そして、おしぼりもまた、手に触れるもののひとつです。

おしぼりは毎朝、自分たちで、一枚一枚、折り紙のように巻いて用意しています。
広がらないように折るコツや力加減があって、さらに見た目も美しく仕上げようと思うと、これがなかなか難しい。一体何度やり直したことか…。

だからこそ、お客さんがそのおしぼりを手に取って、珈琲を飲む前にほっと一息ついている姿を見ると、心の中で「ヨシヨシ」と思います。
うんざりするほど暑い夏、メニュー表をめくる前に冷たいおしぼりで手を拭き、「あ〜、気持ちいいわあ」と声を漏らしている姿。
北海道育ちの私でも驚くほど寒い神戸の冬、暖かいおしぼりをカイロのように握りしめている姿。
席について間もなく、嬉しそうにしてくださるその表情を見ると、手間はかかるけれど、やっていてよかったなと思います。

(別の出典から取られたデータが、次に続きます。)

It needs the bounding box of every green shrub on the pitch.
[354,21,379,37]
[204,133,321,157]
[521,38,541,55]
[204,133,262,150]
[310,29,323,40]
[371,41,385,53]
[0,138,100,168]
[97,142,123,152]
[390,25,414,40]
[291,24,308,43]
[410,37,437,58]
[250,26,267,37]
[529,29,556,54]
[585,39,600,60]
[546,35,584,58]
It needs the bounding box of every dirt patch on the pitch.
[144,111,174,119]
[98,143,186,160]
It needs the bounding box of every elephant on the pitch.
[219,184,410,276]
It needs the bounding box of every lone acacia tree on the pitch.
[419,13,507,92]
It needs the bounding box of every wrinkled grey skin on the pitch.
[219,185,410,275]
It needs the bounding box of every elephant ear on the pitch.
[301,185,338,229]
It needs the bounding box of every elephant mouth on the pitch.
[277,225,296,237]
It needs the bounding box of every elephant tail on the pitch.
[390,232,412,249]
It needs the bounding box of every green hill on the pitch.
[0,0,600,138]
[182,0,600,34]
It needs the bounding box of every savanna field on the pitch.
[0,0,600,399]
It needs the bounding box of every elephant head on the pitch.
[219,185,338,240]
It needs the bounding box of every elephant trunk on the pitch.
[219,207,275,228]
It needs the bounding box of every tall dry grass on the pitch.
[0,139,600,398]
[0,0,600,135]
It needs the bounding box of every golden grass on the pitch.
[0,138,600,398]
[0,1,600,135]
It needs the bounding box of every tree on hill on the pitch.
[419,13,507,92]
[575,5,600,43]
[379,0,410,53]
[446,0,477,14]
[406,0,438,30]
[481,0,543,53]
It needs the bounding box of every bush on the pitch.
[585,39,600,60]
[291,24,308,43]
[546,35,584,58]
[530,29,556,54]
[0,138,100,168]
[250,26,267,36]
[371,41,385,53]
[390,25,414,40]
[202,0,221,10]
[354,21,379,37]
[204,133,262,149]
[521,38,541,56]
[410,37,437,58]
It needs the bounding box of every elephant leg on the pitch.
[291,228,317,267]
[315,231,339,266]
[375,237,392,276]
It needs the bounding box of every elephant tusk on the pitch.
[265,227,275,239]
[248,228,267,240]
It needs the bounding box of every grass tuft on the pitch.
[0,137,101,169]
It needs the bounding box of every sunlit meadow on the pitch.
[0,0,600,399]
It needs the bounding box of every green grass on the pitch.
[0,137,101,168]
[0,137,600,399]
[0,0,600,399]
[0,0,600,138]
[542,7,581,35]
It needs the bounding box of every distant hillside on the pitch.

そんなおしぼりも、毎日使えばだんだんへたってくるもの。
最近、新品に総入れ替えされたのですが、これがもう、触り心地が抜群に良い!
そして、使い終わったおしぼりを一枚ずつバケツで洗っているときでさえ、洗い心地が気持ちいい。
黙々とやっていた洗濯も、ちょっと楽しいものになりました。笑
触れるものひとつで、人の感情はこんなに変わるんだと、自分でも驚きました。

だからこそ、手に触れるものひとつひとつに気を配ることが大切。
おしぼりから始まる、いくつもの積み重ねがあって、MAMEHICOならではの空気が作られているのだと思います。
お店に来たときは、ぜひ手元から、そのこだわりを感じてみてください。